The monthly rationing of mobile data, which usually means turning off Google Maps and guessing your way to your next coffee for a week, is about as Canadian as hockey and being in denial about racism.
This is because Canada has some of the most expensive and restrictive data plans in the world, as has been documented again and again. Pair this regularly occurring frustration with the knowledge that the country's mobile industry is dominated by an oligarchy made up of three major providers—Bell Canada, Telus, and Rogers—and you've got yourself some angry hosers there b'ye.
Starting Monday, in an effort to mitigate "sticker shock" when the phone bill comes in, the Canadian Radio-television and Telecommunications Commission (CRTC) is reviewing its Wireless Code for providers. This code of conduct requires companies to give customers a copy of their contract, notify users when they've reached a certain amount of overage fees, ensure that providers unlock devices or provide folks with the means to do so, and more.
This review and accompanying public consultation is much-needed, because a "mystery shopper" experiment by a team of Canadian lawyers and submitted to the CRTC revealed that out of six providers (including the big three), almost none of them complied with the requirements set out in the Code.
What the Code doesn't cover, however, and what critics like Open Media told the CBC the CRTC should be focusing on, is the price of data in Canada in the first place.
"The most expensive mobile data countries are Canada, Belgium, Germany, Czech Republic and the Netherlands and—as a consequence—mobile users in these countries are using very little mobile data," a 2016 report by telecom research firm Tefficient stated. The providers in these countries, including Canada, also have the highest revenues per gigabyte of mobile data.

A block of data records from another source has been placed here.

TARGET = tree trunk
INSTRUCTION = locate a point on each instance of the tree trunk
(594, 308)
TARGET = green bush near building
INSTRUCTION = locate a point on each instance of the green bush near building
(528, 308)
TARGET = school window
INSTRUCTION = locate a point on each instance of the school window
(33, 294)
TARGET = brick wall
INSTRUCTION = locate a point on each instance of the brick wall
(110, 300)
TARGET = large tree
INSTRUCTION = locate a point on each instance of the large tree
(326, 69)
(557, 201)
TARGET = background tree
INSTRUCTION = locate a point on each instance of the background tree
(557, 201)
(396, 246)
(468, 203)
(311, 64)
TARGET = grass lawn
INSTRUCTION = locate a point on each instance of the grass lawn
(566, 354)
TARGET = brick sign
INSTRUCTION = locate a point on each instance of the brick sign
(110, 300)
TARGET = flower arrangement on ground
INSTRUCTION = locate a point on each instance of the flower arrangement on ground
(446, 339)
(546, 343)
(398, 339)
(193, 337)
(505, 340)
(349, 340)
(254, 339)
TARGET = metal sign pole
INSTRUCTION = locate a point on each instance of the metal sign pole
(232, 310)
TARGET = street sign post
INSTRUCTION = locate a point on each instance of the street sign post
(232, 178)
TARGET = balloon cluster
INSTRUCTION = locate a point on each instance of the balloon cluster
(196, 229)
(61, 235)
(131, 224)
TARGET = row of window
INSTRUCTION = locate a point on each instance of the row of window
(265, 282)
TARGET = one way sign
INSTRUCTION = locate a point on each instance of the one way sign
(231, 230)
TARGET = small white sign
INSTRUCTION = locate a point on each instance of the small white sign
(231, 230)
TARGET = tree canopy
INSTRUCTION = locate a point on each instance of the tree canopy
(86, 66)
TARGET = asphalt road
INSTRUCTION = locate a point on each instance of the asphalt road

Home internet prices here are some of the highest in the world, and citizens are famously unhappy with it. This has led some folks to try out creative solutions, like linking hardware together to form a local network. The CRTC has made strides in this area, however, mandating that large companies must share super-fast fiber infrastructure with smaller competitors and provide an unlimited data option for customers.
Despite progress in this area—and, it's worth noting, cable TV—mobile data has been unaddressed, leaving many Canadians to treat their monthly data allowance like the last can of caviar in a luxury fallout shelter. At the very least, the CRTC may decide to crack down on providers fulfilling even the basic requirements set out in the Code right now.